By Coach Manny A.

It was a memorable occasion when, after 13 long years, I found myself pulling the straps up of my singlet once again and stepping into the wrestling circle. This time, however, something was different— I didn’t experience even a hint of competition anxiety. It was a stark contrast to my younger years when the weight of competition would really weigh on me (no pun intended) mentally. But now, I practiced a new approach, treating the game like a fun adventure rather than a daunting challenge.

My journey in wrestling began at the age of 12, and I competed passionately into my college years. Throughout my entire career, competition anxiety has always plagued me. The nerves would set in after weigh-ins, robbing me of my appetite and leaving my body feeling sluggish and tired, regardless of my physical preparedness. Moments before stepping onto the mat, I would be overwhelmed by the desire to vomit. It was as if every fiber of my being resisted the act of competing. I often secretly wished for a freak accident that would excuse me from the match. These memories are etched deep within me, as they were constant companions on my competitive path. While my nerves often subsided once the whistle blew, the pre-match anxiety undoubtedly hindered me from reaching my full potential.

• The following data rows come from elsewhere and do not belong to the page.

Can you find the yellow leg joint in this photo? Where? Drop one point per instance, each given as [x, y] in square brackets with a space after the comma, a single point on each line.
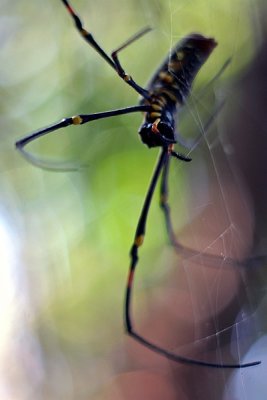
[155, 126]
[77, 120]
[139, 240]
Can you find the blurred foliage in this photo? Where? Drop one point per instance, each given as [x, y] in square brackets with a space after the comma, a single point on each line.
[71, 231]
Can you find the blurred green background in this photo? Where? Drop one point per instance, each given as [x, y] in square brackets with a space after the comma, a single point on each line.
[65, 237]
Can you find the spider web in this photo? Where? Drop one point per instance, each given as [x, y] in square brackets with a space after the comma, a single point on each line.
[62, 285]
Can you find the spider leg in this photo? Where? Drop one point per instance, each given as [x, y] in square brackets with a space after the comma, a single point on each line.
[112, 61]
[162, 165]
[65, 122]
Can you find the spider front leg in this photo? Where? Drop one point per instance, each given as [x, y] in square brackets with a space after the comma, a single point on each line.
[113, 60]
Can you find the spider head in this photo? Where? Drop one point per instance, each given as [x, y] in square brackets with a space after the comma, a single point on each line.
[159, 135]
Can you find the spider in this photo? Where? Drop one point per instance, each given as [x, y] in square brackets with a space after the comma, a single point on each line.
[164, 95]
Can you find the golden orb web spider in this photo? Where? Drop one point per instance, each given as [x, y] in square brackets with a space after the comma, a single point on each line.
[164, 95]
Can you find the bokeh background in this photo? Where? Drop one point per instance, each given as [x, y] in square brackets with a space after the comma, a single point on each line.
[65, 237]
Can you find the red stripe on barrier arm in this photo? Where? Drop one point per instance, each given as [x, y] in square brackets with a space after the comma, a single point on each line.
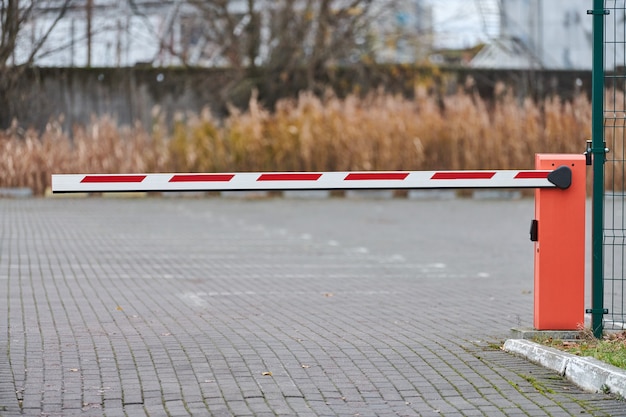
[376, 176]
[531, 175]
[201, 178]
[289, 177]
[463, 175]
[112, 178]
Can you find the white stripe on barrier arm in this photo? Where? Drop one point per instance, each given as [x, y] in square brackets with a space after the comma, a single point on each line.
[246, 181]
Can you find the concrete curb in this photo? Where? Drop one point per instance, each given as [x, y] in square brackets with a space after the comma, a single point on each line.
[588, 373]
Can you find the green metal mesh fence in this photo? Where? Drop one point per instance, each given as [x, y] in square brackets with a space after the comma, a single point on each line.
[614, 230]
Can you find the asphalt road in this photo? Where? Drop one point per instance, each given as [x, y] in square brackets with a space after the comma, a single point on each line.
[231, 307]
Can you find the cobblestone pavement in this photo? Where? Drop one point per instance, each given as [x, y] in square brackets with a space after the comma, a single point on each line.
[231, 307]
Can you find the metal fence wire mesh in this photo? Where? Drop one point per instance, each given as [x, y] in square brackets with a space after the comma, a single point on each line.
[614, 230]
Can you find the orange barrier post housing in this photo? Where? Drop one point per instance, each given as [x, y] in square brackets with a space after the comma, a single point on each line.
[559, 235]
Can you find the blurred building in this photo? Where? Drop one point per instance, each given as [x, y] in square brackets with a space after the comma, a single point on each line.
[121, 33]
[543, 34]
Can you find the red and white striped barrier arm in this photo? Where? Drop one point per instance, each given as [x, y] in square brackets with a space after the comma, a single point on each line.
[67, 183]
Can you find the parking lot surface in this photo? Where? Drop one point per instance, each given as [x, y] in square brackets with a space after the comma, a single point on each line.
[264, 307]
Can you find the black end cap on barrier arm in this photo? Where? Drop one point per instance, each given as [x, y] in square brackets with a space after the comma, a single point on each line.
[561, 177]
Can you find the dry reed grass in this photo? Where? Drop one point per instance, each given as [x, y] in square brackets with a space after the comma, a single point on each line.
[378, 132]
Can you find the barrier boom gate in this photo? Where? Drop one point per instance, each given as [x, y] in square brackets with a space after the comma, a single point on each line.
[559, 211]
[559, 178]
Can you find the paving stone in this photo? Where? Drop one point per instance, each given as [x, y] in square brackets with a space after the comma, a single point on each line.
[369, 306]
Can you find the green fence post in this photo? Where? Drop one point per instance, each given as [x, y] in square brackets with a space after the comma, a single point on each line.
[598, 151]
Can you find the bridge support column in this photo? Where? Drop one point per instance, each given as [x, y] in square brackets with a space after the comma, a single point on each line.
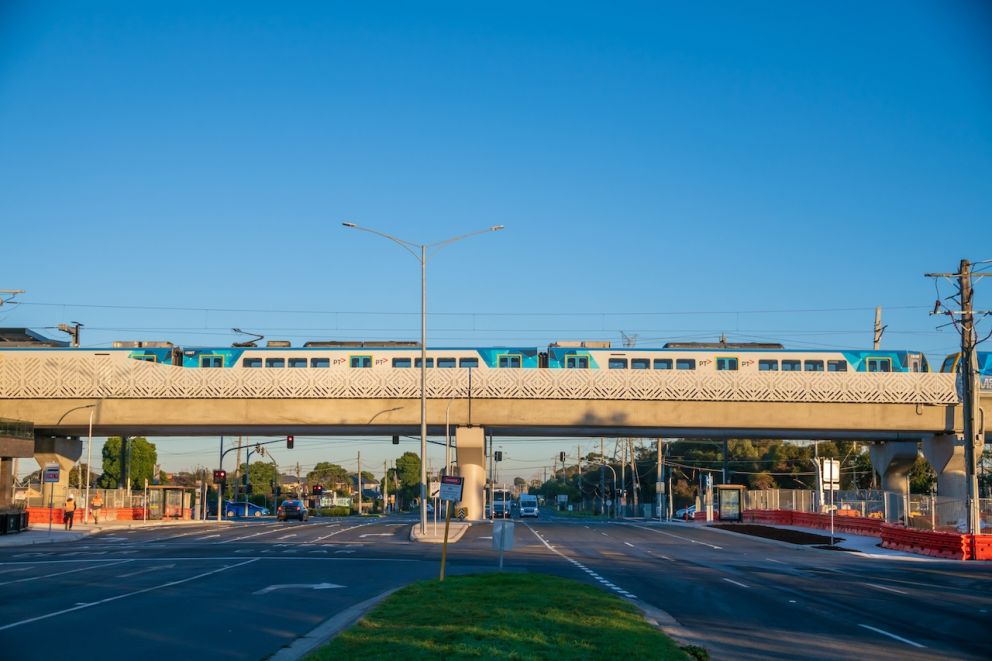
[892, 461]
[470, 453]
[62, 451]
[946, 454]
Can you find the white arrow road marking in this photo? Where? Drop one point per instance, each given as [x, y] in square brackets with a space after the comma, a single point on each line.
[300, 586]
[146, 570]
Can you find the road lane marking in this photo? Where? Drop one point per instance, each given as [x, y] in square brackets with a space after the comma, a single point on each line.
[61, 573]
[578, 564]
[145, 571]
[882, 587]
[300, 586]
[736, 583]
[893, 636]
[684, 539]
[123, 596]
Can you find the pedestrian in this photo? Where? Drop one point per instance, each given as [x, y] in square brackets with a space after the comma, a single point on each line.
[96, 504]
[70, 512]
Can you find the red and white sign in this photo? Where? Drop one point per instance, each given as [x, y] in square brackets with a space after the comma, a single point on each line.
[51, 473]
[451, 488]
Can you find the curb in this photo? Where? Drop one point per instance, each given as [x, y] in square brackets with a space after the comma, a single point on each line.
[328, 629]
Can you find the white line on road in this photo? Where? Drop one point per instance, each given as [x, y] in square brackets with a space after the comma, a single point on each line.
[71, 571]
[685, 539]
[882, 587]
[123, 596]
[892, 635]
[145, 571]
[736, 583]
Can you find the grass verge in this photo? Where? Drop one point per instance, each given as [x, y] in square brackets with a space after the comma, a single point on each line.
[501, 616]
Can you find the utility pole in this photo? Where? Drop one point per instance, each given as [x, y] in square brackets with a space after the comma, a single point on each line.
[602, 474]
[659, 484]
[385, 487]
[974, 434]
[879, 328]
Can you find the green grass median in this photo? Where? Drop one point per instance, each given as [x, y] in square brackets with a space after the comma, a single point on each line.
[501, 616]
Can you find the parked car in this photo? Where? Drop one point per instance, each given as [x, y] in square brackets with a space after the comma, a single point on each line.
[233, 508]
[292, 509]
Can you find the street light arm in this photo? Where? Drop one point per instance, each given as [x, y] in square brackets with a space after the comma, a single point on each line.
[409, 246]
[435, 247]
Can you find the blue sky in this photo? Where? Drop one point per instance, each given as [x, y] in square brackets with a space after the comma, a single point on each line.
[768, 170]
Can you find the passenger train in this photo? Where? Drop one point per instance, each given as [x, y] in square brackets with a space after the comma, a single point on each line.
[748, 357]
[699, 357]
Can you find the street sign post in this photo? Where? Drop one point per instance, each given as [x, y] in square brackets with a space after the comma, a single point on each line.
[450, 492]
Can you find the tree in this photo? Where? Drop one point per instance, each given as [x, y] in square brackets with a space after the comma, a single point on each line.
[331, 477]
[142, 458]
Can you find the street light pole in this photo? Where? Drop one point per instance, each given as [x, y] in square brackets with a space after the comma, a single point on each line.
[422, 257]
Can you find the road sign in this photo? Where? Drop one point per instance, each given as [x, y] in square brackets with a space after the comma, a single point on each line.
[51, 473]
[451, 488]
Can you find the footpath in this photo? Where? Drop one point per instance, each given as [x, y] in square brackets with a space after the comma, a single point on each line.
[39, 533]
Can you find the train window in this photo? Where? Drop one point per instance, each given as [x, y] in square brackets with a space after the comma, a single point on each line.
[509, 360]
[879, 364]
[727, 364]
[577, 362]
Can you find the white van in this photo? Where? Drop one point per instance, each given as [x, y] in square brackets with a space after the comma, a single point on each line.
[528, 505]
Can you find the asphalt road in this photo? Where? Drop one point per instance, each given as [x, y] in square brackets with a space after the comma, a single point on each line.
[247, 589]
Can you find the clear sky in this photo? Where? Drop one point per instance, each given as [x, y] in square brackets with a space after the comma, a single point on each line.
[769, 170]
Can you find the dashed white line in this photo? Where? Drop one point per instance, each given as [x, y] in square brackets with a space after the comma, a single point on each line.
[893, 636]
[882, 587]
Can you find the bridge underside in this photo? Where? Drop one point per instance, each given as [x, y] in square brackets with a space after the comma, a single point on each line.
[860, 421]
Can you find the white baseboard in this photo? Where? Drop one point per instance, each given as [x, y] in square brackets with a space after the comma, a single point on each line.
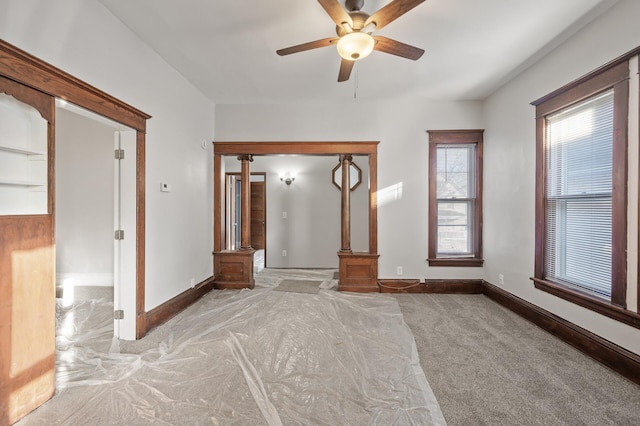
[85, 280]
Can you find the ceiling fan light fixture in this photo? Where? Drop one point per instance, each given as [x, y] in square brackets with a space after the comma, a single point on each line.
[355, 45]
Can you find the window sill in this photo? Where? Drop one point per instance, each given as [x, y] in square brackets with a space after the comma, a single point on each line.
[453, 261]
[589, 302]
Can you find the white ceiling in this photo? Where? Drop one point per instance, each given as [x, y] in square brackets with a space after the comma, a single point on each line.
[226, 48]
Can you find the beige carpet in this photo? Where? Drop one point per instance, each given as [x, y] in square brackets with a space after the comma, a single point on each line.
[299, 286]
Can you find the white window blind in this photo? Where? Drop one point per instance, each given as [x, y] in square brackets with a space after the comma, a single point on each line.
[579, 158]
[455, 192]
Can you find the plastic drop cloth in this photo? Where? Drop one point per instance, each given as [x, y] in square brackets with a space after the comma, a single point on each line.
[245, 357]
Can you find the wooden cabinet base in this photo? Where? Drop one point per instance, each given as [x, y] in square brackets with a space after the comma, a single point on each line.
[358, 272]
[233, 269]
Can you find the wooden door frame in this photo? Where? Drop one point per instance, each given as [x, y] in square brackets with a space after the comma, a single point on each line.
[24, 68]
[329, 148]
[226, 185]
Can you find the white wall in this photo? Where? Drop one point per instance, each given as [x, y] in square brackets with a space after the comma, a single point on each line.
[400, 126]
[509, 164]
[84, 199]
[82, 38]
[311, 232]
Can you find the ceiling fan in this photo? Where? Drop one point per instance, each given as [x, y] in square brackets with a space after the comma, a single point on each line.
[354, 29]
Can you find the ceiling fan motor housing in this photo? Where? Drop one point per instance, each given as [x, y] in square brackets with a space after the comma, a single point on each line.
[353, 5]
[358, 18]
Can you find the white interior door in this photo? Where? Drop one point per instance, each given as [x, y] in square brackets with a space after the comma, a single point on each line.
[124, 285]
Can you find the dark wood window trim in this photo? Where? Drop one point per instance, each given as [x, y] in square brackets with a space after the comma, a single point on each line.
[614, 75]
[449, 137]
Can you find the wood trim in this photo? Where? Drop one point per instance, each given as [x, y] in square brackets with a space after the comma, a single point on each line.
[433, 286]
[465, 136]
[614, 77]
[432, 215]
[17, 65]
[303, 148]
[358, 272]
[620, 192]
[234, 269]
[309, 148]
[611, 355]
[585, 86]
[540, 201]
[590, 302]
[20, 66]
[172, 307]
[42, 102]
[141, 318]
[373, 202]
[218, 201]
[451, 261]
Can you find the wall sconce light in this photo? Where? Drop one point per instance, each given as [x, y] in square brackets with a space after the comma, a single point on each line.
[287, 178]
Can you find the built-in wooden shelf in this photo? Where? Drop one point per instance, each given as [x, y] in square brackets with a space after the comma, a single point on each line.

Back then, I had no understanding of this overwhelming feeling or its origins. I placed immense expectations on myself, and even when I won, I often felt dissatisfied if I hadn’t dominated my opponent. Although I worked tirelessly in practice and earned a reputation as the hardest worker in the room, my mental game was something I had to constantly work on. I underwent personal growth and self-improvement, but battling these struggles became increasingly wearisome. The joy and fun of the sport began to wane by the time I entered college.

After retiring from my competitive career shortly after college, I turned to coaching. Though I never truly loved competing, I always cherished the sport and what it brought to my life. Fast forward to the present day, I found myself drawn back to wrestling, not as a coach and not with the intention to compete, but because I simply loved learning and playing the game. The game of wrestling. I approached wrestling practices and even intense sparring sessions as a playful game. Wrestling or doing jujitsu with unfamiliar people no longer filled me with nervousness because, in my mind, it was all about playing the game better. And part of improving in any game is creating learning opportunities and embracing the fun. There is no winning or losing in practice. In wrestling, this could mean trying new moves or variations in unfamiliar positions. As a student of the game, I had always found this aspect enjoyable. Once I fully embraced this mindset, not only did I experience more fun than ever before, but my wrestling skills also improved significantly. Being a natural competitor, I couldn’t simply turn off that instinct. However, I had always been afraid that treating it like a game would provide an easy way out for me if I were to lose. It took me 24 years to realize that this perspective wasn’t an escape route; it was precisely what I needed to relax my competitive nature and stay focused on enjoying what I was doing. Looking back, it makes perfect sense to me now. I didn’t have to constantly remind myself how important winning or performing well was; that importance was inherent in every aspect of my life, whether I acknowledged it or not. The desire to excel at nearly everything that mattered to me was always present.

Shifting my mindset from pressuring myself to perform well to simply having fun allowed me to compete at what felt like my best self. When I stepped onto the mat after a 13-year hiatus, I felt nothing but eagerness to engage in the wrestling game with other people. The outcome didn’t concern me because I was as physically prepared as I needed to be. What mattered most to me was reminding myself of the goal: playing the game for fun. If I did my best in the game and lost, I would simply reflect on how I could play even better next time. The only disappointment would come from denying myself the joy of playing the game, which could only happen if I placed excessive emphasis on winning and performing, instead of letting myself truly fly. I was genuinely pleased with my performance, but more importantly, I was satisfied with my newfound mindset. I eagerly anticipate future competitions with this refreshed outlook.

To all the fiercely competitive individuals struggling with competition anxiety, remember that you already put enough pressure on yourself. You are well aware of how important it is for you to perform well, and you know the extent of your hard work. There is no need to continually emphasize this importance to yourself. Simply go out there and play the game. Find the joy in learning and in the process itself. Your competitive instincts will always be with you. All you need to do is equip your mind to give you the space to pursue what you love, and the best competitor within you will awaken. And trust me, it’s so much more enjoyable this way.